Ideas for perf. improvements

adriandelgado commented 1 year ago

I spent the weekend benchmarking, refactoring and optimizing the crate without changing the public API and got improvements of around 10%. However I didn't split the changes into several commits so in the course of the following week I'm going to send PRs that are easier to review. Below are some of the changes I made. You can give feedback on any of them.

Throughout several files

Change vec! to static arrays whenever possible
Use the Entry API whenever posible. This avoids the .get(key) -> .insert(key,value) pattern which needs to double check the map.
If a value's size is less than or equal to 8 bytes, it's cheaper to copy than to reference. So I removed those references.

`xmlwriter.rs`

Changed the parameter type of attributes from &Vec<(&str, String)> to &[(&str, &str)], this implied a LOT of changes thoughout the codebase and a bit of borrow checker fighting but it removed a lot of unnecessary allocations in the form of .to_string(), vec! and attributes.push().
Slight refactor of the escape_string function to use str::char_indices instead of .chars().enumerate().
Removed some unnecessary allocations inside the functions.

`worksheet.rs`

Changed Worksheet::table from a HashMap to a BTreeMap for noticeable performance improvements and needed almost no other changes to the rest of the codebase.
Using the Entry API inside Worksheet::col_to_name had noticeable perf. improvements.
Changed use of HashSet to .sort_unstable() -> .dedup() inside process_pagebreaks.
Refactor the Worksheet::get_cache_data function. This didn't have perf. implications but it reduced the heavy indentation and the lines of code without sacrificing clarity.
Refactor the Worksheet::write_data_table and Worksheet::calculate_spans. We don't need to index the BTreeMaps because they are ordered already. We can cheaply iterate. This had very noticeable perf. improvements.
Change Option<&String> to Option<&str> in the Worksheet::write_row function.
Removed some unnecesary allocations inside the write_*_cell functions.
Bribed the borrow checker to remove some of the .clone().iter() and just directly iterate.
Changed the CellType enum. Now it uses Box<str> instead of String. Before: 80 bytes, 8 alignment. After: 56 bytes 6 alignment. This improves cache locality and allows the compiler to better optimize its use. This had noticeable perf. improvements and needed almost no other changes to the rest of the codebase.

`format.rs`

Changed the output type of XlsxColor::chart_scheme from (String, u32, u32) to (&'static str, u32, u32)

`filter.rs`

Changed the output type of FilterCriteria::operator from String to &'static str

`chart.rs`

Added an as_str method that outputs an &'static str to ChartMarkerType, ChartAxisPosition, ChartGrouping, ChartLegendPosition, ChartLineDashType, ChartPatternFillType. Then I refactored the body of the ToString::to_string implementations to self.as_str().to_string(). I think it would be preferable to delete the ToString::to_string implementations but technically those are part of the public API.

Other ideas

Using the deflate-zlib feature flag has huge performance benefits at the cost of not being pure Rust.

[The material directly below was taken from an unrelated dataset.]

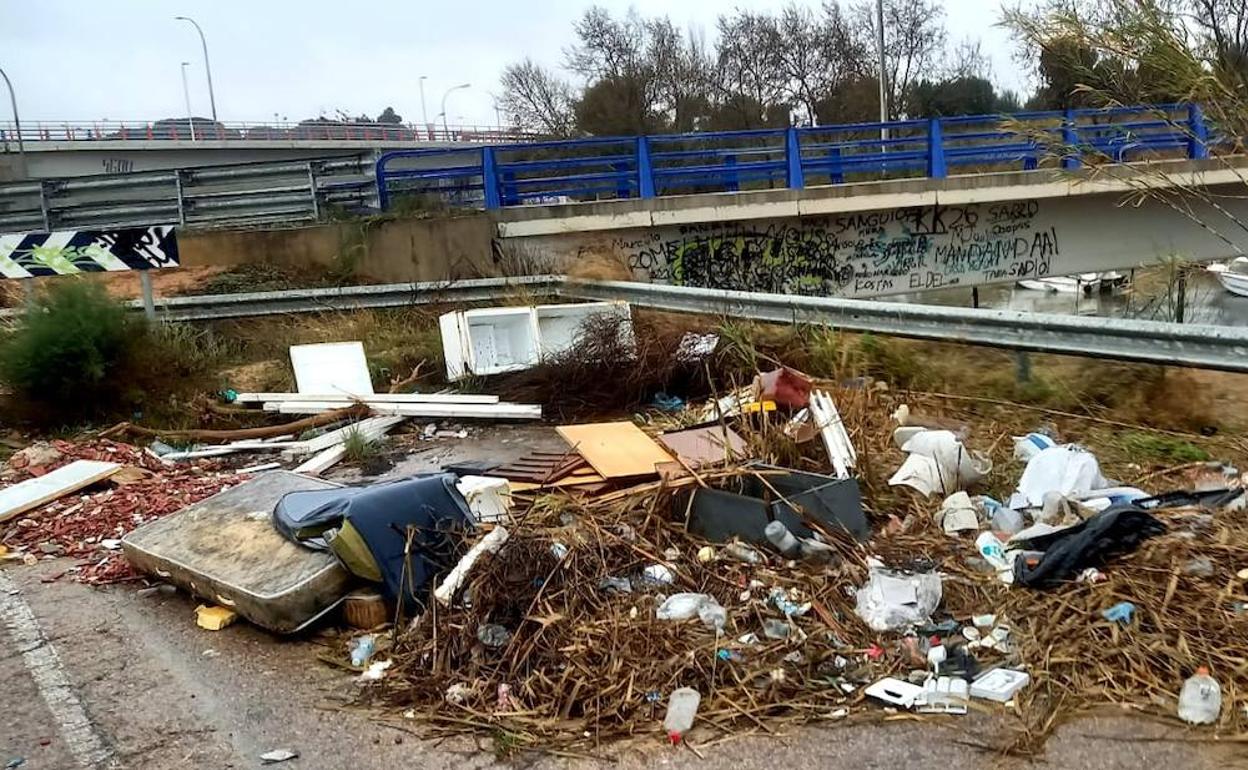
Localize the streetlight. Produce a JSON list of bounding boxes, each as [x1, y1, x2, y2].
[[875, 0, 889, 141], [173, 16, 217, 122], [0, 69, 26, 176], [442, 82, 472, 139], [182, 61, 195, 142], [419, 75, 429, 131]]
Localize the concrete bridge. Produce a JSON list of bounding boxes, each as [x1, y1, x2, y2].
[[0, 117, 528, 181], [376, 105, 1248, 297]]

adriandelgado commented 1 year ago

Some of the changes didn't get reflected on the benchmark because it only handles strings and numbers. It would be nice to have a more comprehensive example. This doesn't include using deflate-zlib feature flag on the zip crate.

jmcnamara commented 1 year ago

I spent the weekend benchmarking, refactoring and optimizing the crate without changing the public API and got improvements of around 10%.

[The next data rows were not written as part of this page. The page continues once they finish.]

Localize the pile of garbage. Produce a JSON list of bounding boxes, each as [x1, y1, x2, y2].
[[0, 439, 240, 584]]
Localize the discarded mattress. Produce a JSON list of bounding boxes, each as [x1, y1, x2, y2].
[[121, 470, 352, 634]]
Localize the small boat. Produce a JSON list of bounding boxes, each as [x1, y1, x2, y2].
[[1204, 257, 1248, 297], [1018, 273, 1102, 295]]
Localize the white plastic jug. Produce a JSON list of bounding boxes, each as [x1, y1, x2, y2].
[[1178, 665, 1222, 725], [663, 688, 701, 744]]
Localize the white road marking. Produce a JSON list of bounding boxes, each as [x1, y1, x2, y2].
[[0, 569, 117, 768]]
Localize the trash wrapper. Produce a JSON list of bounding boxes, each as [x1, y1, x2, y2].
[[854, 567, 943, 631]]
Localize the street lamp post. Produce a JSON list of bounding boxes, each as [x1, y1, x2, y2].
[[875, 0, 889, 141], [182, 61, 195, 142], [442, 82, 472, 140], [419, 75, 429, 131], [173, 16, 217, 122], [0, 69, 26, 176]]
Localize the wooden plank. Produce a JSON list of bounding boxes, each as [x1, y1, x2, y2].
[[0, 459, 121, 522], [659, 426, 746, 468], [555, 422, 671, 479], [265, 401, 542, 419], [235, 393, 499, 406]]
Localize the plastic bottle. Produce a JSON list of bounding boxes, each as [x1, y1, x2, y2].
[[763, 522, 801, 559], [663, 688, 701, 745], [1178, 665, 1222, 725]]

Thanks for the good work. Performance is very important to the library, and me, so I am open to these changes.

As you probably already figures out the most most performance gains come from the inner loop within Worksheet::write_data_table and anything in xmlwriter.rs. So they should probably be the focus of the first round of optimizations..

Some of the changes didn't get reflected on the benchmark because it only handles strings and numbers.

That is intentional because that is where the performance will affect most users. That is not to say that performance in other parts of the code shouldn't be fixed (especially if there are instances of bad performance) but in the first phase it will be better to target optimizations that move the benchmark by ~1+%.

One aspect that can affect users and that isn't covered by the above benchmark is writing formatted data. That would be worth looking at as well, but again after the first phase.

BTW, are you using any particular profiling tool?

I'll make some general comments on the other suggestions below.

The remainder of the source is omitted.